Les 25 ans de l’institutions culturelle ont té célébrés l’édition de 15 muselets (les bouchons de vin effervescent) signés par des artistes de renom :  Ai Khitahara, Jacques Villeglé, Guy de Rougemont, Gottfried Honegger, Eric Gouret, Keiichi Tahara, Vera Molnar, Tanguy Tolila, Christian Renonciat, Norman Dilworth, Benoit Lemercier, Joel Ducorroy, Paul Jenkins, Jean Cortot & Josep Grau Garriga.

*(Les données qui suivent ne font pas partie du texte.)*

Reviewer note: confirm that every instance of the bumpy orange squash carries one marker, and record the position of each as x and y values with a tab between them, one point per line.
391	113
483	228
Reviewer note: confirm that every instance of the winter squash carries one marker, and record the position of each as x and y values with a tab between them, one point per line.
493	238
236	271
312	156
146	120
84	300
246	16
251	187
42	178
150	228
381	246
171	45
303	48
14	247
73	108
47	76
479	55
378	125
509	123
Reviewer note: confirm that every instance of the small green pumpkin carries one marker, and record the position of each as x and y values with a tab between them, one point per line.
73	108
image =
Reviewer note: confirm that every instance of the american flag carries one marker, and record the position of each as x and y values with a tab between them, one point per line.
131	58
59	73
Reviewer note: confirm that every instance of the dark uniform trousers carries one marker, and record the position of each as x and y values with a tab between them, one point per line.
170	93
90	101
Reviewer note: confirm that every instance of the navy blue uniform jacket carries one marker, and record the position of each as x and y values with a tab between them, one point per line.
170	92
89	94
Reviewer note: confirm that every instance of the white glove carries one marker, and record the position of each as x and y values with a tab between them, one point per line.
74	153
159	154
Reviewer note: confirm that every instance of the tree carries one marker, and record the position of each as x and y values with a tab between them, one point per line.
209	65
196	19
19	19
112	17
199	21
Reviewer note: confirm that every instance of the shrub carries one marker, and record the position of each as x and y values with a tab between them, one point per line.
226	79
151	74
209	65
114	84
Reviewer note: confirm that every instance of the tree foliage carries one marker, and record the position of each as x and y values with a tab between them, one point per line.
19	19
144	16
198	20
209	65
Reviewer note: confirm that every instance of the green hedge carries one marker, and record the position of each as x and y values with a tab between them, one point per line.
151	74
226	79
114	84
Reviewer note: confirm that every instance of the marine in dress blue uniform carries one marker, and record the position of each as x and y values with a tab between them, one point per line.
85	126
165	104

1992 correspond également à la création de ArtCheval, un salon qui met, à Saumur, la représentation des cavaliers et de leurs montures à l’honneur. Pour marquer cet anniversaire, les organisateurs ont limité le nombre d’artistes présentés à 8, qui ont tous été primés (parfois plusieurs fois) au salon. Les photos de Jeanne Marty, l’art à la fois de peindre et de sculpter de Jean-Louis Sauvat et Emmanuel Michel, le jeux pop d’empreintes de Alain Guillotin, le graphisme de Erna Mouton et l’installation demeurée de la performance inaugurale de Liska Llorca nous ont plongés avec vivacité dans les courbes, la vitesse et la beauté du cheval.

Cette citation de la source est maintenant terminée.